1
Oct
2013
Brooklyn Nine-Nine: Season 1, Episode 3
The Slump
Jordan


Early in a show’s run, testing the waters in a variety of ways is crucial. Though “The Slump” gives us several stories we’ve seen before elsewhere, it is interesting for the ways it is testing the waters already. The A-story throws Peralta off his game, a theoretically ripe opportunity to examine and deepen his character. The B-story throws all the ladies together to recruit at-risk youth, and to bounce off each other in ways the show hasn’t let them before.

Peralta’s coming down with a case of the yips would work if it actually added a dimension to his character, but I’m not sure that it does. We see Peralta failing to catch bad guys in a bunch of particular moments and then being frustrated. But Holt gets him to shut his mind off for long enough to reboot and he cracks a case. This story actually gives more depth to Holt, who gets to show off a fun side while he messes with Peralta, than it does to our hero, who mostly gripes until someone else solves his problem for him. Throwing a hyper-competent character off his game is often a great chance for the character to learn something about themselves, but Peralta is still too conceited to see beyond his own ego, and that means that, unless Andy Samberg getting soaked with urinal water is your cup of tea (and I imagine for a lot of you, it is) the A-plot doesn’t offer a whole lot this week.

The B-plot, though shows Brooklyn Nine-Nine has a deep bench from the start. Diaz and Santiago are tasked with recruiting at-risk youth for a Junior Police program aimed at getting kids off the streets and out of trouble, and Gina proves helpful in getting the troublemakers on board. Peretti’s work as Gina largely saves this storyline from predictability as her “be mean to the kids” routine actually devolves fairly quickly to her doing an interpretive dance to Christina Aguilera’s “Beautiful. It’s a very funny moment, and the storyline in general uses Peretti’s deadpan absurdism well. Instead of going to the emotional well when the show reveals Gina was actually in the program as a kid, it immediately undercuts this with a frank, “Mhm. Yep. Does not work.” It is a perfect button on a very solid subplot.
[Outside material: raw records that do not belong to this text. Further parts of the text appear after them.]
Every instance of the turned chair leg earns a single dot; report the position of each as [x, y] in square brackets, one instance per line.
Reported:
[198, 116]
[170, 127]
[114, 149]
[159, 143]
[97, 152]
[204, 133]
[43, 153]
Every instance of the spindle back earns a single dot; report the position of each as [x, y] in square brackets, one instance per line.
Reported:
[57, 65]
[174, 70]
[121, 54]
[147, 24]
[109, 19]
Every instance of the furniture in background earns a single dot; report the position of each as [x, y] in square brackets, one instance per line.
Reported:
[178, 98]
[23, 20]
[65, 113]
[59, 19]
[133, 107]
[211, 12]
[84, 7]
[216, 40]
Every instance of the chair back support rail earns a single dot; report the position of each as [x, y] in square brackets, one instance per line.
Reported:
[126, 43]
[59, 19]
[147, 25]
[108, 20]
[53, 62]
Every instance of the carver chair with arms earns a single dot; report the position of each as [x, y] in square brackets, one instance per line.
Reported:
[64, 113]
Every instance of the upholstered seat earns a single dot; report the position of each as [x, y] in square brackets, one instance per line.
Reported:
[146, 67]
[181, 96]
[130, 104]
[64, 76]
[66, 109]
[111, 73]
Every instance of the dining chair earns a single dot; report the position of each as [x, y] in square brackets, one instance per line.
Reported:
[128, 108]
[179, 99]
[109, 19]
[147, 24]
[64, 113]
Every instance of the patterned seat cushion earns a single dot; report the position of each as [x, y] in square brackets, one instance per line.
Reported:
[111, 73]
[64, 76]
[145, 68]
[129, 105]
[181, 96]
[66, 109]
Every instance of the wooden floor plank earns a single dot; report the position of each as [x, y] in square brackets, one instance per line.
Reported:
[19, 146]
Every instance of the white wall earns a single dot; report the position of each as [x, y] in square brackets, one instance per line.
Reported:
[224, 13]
Meanwhile, Terry Crews continues to be Terry Crews around the edges of the show, and while I would like for him to eventually have a meaningful interaction with any other character, watching him try and fail to build a dollhouse tonight was very funny stuff. The character is fairly one-note so far, a hyper-masculine guy with a soft center, but it’s a note Crews hits very well, from his Scary Terry screaming “This is taking too long! I’m going to miss the farmer’s market!” to his increasing frustration that his “man hands” and “man mind” can’t manage to put a dollhouse together for his kids. This is a sweet plotline slight enough to not wear out its welcome, and funny enough to let how one-dimensional Terry is slide for the moment.
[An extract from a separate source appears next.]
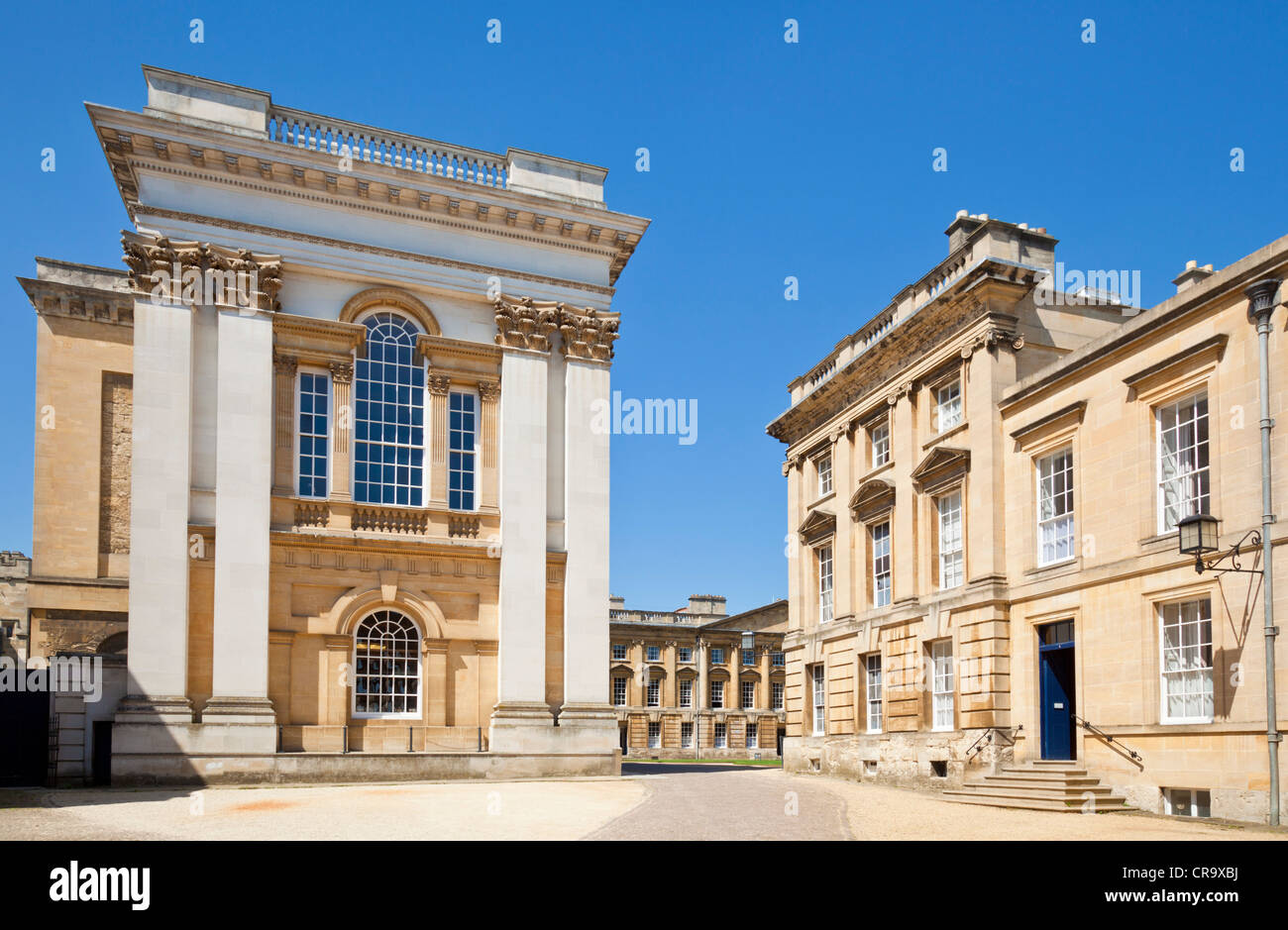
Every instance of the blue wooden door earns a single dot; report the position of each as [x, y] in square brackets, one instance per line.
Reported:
[1055, 656]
“The Slump” is a mixed bag in terms of character work. Mostly, everyone who isn’t Gina and Holt just repeats things we know about them already (Peralta has a huge ego, Santiago is desperate for approval, Diaz is tough, Boyle is divorced) and doesn’t seem to have gained any depth three episodes in. This is a funny episode of television, though, and this early in the game, that is enough. There’s no way Brooklyn Nine-Nine could develop all of the characters overnight, and the progress they made with Gina and Holt this week leads me to believe we may be seeing greater depths from others soon. Which is good because Peralta and Santiago’s notes are starting to grow a little stale for me already, and the show is less than an hour in at this point. If the laughs keep coming, I’ll let a lot slide, but eventually Brooklyn Nine-Nine needs to stop playing off of stock-types and Andy Samberg’s stock type of comedy and start developing the people at its center.

Grade: B

Notes:

-“Francois Truffaut’s Breathless.” This is a film geek’s only joke. As readers of my feature Riding The Wave already know, Godard directed Breathless. And it is not a cop movie.

-“Damn it! This is Jeffrey Dahmer’s corduroys all over again!”

-“Wait. Before you say anything, I want to guess what happened based on your face. Someone died. You won a prize! I’m not getting better at this.”

-“Be more articulate when you speak to the children.” “Yes sir. I will make better mouth.”

-“I’m…I’m not really her husband.”

-“Ok, so the suggestion to beat is get married and then divorced.”

-“We have a black president. Why can’t black people sell drugs?”

-“Where do I affix the Princess Tower, Boyle? Where do I affix it?”

-“Actually, it was quite violent.” “Man, girls are so scary.”

-“What kind of castle has wheels?”

-“Is that a trucker hat? Still? Come on.”